Testing equality of genetic effects
Strict homogeneity of the local genetic structure of the phenotype across sexes can be tested using a null hypothesis \({H}_{0}:{\delta }_{M}={\delta }_{F}\), with \({\delta }_{M}\) and \({\delta }_{F}\) the genetic effect vectors for men and women for that phenotype, respectively (this is also equivalent to testing \({H}_{0}:{\alpha }_{M}={\alpha }_{F}\)). Under this null model, the difference \(\hat{D}={\hat{\delta }}_{M}-{\hat{\delta }}_{F}\) is distributed \(\hat{D}\, \sim \,{{{\rm{MVN}}}}\left(0,\left({\sigma }_{M}^{2}+{\sigma }_{F}^{2}\right){I}_{K}\right)\), and it, therefore, follows that the test statistic \(\frac{{\hat{D}}^{T}\hat{D}}{{\sigma }_{M}^{2}+{\sigma }_{F}^{2}}\) has a \({\chi }_{K}^{2}\) distribution, which can be used to obtain a p-value.
Because these genetic effect vectors are defined on a standardized scale, the null hypothesis \({H}_{0}:{\delta }_{M}={\delta }_{F}\) implies that the correlations of all of the SNPs in \(X\) with the phenotype (as well as the local heritabilities generally) are the same for each gender. However, homogeneity of genetic effects can also be defined on the natural scale of the phenotype instead, which implies that a change in genotypes results in the same amount of change (on the natural scale) in the phenotype. Writing \({Y}_{p}^{*}={Y}_{p}{S}_{p}\), with \({Y}_{p}^{*}\) the phenotype on its natural scale and \({S}_{p}\) its standard deviation, the corresponding genetic effects on this scale would be \({\delta }_{p}^{*}={\delta }_{p}{S}_{p}\), and equality on this scale can be tested using the null hypothesis \({H}_{0}:{\delta }_{M}^{*}={\delta }_{F}^{*}\), which is equivalent to testing \({H}_{0}:{S}_{M}{\delta }_{M}={S}_{F}{\delta }_{F}\). The corresponding difference vector \(\hat{{D}^{*}}={S}_{M}{\hat{\delta }}_{M}-{S}_{F}{\hat{\delta }}_{F}\) is distributed \(\hat{{D}^{*}}\, \sim\) \({{{\rm{MVN}}}}(0,({S}_{M}^{2}{\sigma }_{M}^{2}+{{S}_{F}^{2}\sigma }_{F}^{2}){I}_{K})\) under this null, and the test statistic \(\frac{{\hat{{D}^{*}}}^{T}\hat{{D}^{*}}}{{S}_{M}^{2}{\sigma }_{M}^{2}+{{S}_{F}^{2}\sigma }_{F}^{2}}\) again has a \({\chi }_{K}^{2}\) distribution. We note that, at present, this test has only been evaluated for quantitative phenotypes. Simulations showed that type-1 error rates were well controlled (see Supplementary Data 2 and “Methods: Type-1 error simulations”).

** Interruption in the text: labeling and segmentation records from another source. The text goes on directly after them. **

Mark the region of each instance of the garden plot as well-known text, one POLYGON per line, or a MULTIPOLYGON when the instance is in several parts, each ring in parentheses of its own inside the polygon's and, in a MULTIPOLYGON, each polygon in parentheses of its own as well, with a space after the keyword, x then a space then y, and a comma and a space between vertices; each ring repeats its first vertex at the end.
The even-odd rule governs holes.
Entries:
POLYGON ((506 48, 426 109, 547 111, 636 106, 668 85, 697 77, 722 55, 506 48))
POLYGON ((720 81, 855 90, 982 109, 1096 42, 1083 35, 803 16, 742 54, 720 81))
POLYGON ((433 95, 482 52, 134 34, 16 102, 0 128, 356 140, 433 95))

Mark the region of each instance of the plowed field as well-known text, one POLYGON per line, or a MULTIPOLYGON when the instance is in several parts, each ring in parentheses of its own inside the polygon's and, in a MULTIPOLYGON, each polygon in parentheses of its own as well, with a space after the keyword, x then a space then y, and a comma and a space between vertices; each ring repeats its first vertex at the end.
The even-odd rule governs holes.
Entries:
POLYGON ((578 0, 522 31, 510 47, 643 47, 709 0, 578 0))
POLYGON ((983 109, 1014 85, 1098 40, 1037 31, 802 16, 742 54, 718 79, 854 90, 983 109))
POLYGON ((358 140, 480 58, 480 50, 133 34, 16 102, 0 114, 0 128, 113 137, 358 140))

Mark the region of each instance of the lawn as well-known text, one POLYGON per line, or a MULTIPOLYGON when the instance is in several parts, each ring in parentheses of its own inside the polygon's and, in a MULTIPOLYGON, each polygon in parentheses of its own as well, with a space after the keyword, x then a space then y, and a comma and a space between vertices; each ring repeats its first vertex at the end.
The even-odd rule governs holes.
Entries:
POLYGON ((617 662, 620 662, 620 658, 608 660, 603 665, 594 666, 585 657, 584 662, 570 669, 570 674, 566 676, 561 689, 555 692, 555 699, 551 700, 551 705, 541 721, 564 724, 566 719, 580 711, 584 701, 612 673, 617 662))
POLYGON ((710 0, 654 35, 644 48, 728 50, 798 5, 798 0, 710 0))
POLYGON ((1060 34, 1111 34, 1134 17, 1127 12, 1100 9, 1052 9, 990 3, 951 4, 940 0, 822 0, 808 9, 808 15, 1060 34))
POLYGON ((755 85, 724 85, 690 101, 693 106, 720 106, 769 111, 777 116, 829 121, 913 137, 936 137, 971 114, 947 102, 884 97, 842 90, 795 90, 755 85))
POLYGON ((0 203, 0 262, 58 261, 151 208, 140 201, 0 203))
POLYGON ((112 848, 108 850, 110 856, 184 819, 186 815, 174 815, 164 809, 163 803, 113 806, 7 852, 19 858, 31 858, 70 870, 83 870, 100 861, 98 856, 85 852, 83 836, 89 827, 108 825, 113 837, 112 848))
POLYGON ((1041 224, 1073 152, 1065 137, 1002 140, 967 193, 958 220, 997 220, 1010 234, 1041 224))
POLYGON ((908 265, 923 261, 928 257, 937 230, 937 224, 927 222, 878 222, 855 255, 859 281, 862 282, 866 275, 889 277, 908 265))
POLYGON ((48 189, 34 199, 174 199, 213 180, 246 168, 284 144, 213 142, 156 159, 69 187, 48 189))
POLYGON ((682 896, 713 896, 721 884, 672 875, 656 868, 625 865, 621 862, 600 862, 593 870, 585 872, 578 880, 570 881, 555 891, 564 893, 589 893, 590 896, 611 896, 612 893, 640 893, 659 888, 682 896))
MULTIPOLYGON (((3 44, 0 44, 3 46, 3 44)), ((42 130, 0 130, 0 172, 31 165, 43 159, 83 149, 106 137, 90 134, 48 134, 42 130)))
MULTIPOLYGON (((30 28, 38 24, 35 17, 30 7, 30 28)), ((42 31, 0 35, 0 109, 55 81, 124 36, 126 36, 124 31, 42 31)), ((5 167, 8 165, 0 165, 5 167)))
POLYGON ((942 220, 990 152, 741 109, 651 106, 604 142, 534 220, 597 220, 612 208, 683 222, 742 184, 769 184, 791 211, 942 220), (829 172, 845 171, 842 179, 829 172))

Testing equality of local heritability
As the local heritability \({h}_{p}^{2}\) of a phenotype \(p\) equals the variance of \({G}_{p}\), it can be expressed as \({h}_{p}^{2}={{\mathrm{var}}}({G}_{p})=\frac{{\delta }_{p}^{T}{W}^{T}W{\delta }_{p}}{{N}_{p}-1}={\delta }_{p}^{T}{\delta }_{p}\). Moreover, \({\eta }_{p}^{2}=1-{h}_{p}^{2}\). Since \({\hat{\delta }}_{p}\, \sim {{{\rm{MVN}}}}({\delta }_{p},{\sigma }_{p}^{2}{I}_{K})\), the statistic \({T}_{p}=\frac{{\hat{\delta }}_{p}^{T}{\hat{\delta }}_{p}}{{\sigma }_{p}^{2}}=\frac{\left({N}_{p}-1\right)}{1-{h}_{p}^{2}}{\hat{\delta }}_{p}^{T}{\hat{\delta }}_{p}\) has a noncentral \({\chi }_{K}^{2}\) distribution with noncentrality parameter \({\lambda }_{p}=\frac{{\delta }_{p}^{T}{\delta }_{p}}{{\sigma }_{p}^{2}}=({N}_{p}-1)\frac{{h}_{p}^{2}}{{\eta }_{p}^{2}}=({N}_{p}-1)\frac{{h}_{p}^{2}}{1-{h}_{p}^{2}}\). Defining \({C}_{p}=\frac{{h}_{p}^{2}}{1-{h}_{p}^{2}}\), the expected value of \({T}_{p}\) can be expressed as \(E[{T}_{p}]=K+{\lambda }_{p}=K+({N}_{p}-1){C}_{p}\).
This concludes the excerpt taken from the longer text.